I think all entrepreneurs exist with both motivations constantly in flux.

------
cwilbur
Neither. Hope that I can build a career that doesn't suck.

I'm not in this to cash in the company. I'm in this to build a company I want
to work for. Maybe that counts as "joy of victory."

I'm not afraid of failure; the last time I tried this, I failed. I'm being
smarter about it this time.

------
mattjaynes
When I ask myself that question, the only thing that comes to mind is freedom.
So I guess a bit of both - joy of secured freedom (a profitable company) and
fear of losing my freedom (having to get an office job again).

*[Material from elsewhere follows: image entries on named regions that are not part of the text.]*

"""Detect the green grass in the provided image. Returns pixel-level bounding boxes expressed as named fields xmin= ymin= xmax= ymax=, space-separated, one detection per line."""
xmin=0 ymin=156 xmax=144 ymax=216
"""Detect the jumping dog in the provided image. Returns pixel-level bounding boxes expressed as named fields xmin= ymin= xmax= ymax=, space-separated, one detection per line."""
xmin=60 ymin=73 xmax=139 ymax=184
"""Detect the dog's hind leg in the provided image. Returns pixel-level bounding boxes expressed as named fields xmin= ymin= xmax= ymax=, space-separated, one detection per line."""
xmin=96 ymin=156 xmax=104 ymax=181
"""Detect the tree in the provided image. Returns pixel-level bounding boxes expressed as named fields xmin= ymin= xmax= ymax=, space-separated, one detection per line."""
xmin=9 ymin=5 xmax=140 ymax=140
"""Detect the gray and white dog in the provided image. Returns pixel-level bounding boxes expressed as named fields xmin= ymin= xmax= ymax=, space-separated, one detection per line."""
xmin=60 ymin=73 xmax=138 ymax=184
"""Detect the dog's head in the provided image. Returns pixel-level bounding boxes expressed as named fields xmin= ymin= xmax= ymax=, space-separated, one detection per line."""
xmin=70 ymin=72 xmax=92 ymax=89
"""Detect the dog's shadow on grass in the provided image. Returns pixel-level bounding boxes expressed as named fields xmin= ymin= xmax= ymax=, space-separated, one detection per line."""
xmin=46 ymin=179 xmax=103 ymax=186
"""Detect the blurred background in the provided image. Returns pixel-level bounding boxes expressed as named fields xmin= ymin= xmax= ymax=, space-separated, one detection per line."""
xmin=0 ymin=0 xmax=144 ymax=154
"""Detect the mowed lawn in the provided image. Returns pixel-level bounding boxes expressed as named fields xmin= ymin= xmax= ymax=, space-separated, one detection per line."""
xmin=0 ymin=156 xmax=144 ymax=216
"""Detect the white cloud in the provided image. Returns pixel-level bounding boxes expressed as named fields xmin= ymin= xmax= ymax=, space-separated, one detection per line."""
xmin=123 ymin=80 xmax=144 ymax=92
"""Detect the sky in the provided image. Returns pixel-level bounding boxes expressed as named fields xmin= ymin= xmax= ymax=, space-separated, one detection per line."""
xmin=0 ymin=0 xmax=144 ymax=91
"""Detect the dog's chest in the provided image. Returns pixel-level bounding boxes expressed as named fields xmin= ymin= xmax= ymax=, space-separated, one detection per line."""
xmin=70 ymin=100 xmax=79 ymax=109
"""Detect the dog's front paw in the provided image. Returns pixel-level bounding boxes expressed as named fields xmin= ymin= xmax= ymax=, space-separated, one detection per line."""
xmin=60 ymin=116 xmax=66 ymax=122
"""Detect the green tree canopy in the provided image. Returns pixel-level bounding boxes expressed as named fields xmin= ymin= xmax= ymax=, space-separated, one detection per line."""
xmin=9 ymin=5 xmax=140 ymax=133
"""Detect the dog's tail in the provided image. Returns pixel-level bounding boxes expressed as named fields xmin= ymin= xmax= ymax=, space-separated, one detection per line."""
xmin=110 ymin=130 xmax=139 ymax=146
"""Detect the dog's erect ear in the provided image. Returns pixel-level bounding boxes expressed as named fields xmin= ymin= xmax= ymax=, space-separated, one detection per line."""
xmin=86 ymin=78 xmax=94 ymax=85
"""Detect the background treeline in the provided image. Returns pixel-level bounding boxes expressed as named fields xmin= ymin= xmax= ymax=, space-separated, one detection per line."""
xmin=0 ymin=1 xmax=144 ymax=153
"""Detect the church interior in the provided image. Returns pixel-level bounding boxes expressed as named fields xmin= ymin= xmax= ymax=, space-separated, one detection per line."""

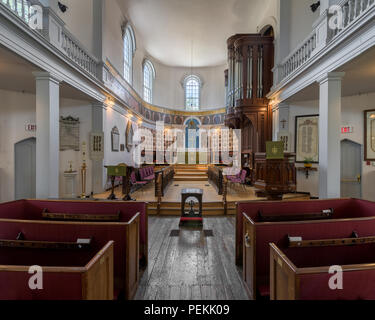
xmin=0 ymin=0 xmax=375 ymax=301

After experiencing the freedom of working exactly the way I want to (through
the night, sleep during day, days off if I need them), it feels me with huge
dread to think of going back to answering to a 'boss'. Ugh.

So I guess I'm more heavily weighted in the fear of losing my current freedom.

------
johnm
"All of the above and more".

IMHO, it's much more critical a question as to how one deals with the
pressures that come up over time. I.e., do one's anxieties drive dysfunctional
behavior -- is the stress used as an excuse to assuage one's own anxiety to
the detriment of the play or is it used as indicators of factors that need to
be addressed or what?

------
omouse
Ugh, I just lost my comment when I upvoted a comment.

...I'm driven by the joy of creating something that I can use on a daily
basis. Also a bit of a fear that I'll look like an idiot when I've already
told 15-25 people about what I'm working on. And now I've gone and told all of
news.YC. Crap...I guess I should get back to work then :P

------
gyro_robo
4 comments and 2 points? C'mon, people, don't forget to vote up the _article_
so other people see it. The top comment has 5 points, which is what the
article should have, if it's worth commenting on!